Ah. So we're mostly in violent agreement!

> Polling is a reasonable approach for the short durations say 
> <= 1 milisecond, but it is really weird to explain that you can tell a
> MPI application has failed to receive a message because it's cpu
> utilization goes up.  Polling for seconds on end is a very rude thing
> to do on a multitasking OS.

This is very true. You'll find that many MPI implementations now get
this right, for example I've seen OpenMPI has a policy where you can
tell it to poll for a short time and then call yield(). Our MPI has
this as the default. It's a compromise which doesn't hurt performance
that often.

> The problem from what I can tell is that latency is fundamental, and mostly
> an artifact of the card implementation.  We are quickly reaching the
> point we won't be able to improve latency any more.
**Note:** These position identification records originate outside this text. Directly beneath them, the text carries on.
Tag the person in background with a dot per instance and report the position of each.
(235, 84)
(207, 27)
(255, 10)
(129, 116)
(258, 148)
This is also very true. That's why we've moved on to attacking message
rate and short-message bandwidth. Good message rate at high core counts
is going to be even more important when we get 4 cores / socket.

You *can* get latency under 1 usec. But not much below 1 usec. And
while the T3E (everyone's favorite machine in hindsight) had shmem
latency down to 0.7 usec, its MPI latency was much higher.

> On the other hand it is my distinction impression the reason there is no
> opportunity cost from polling is that the applications have not been
> tuned as well as they could be.  In all other domains of programming
> synchronous receives are serious looked down upon.  I don't know why
> that should not apply to MPI codes as well.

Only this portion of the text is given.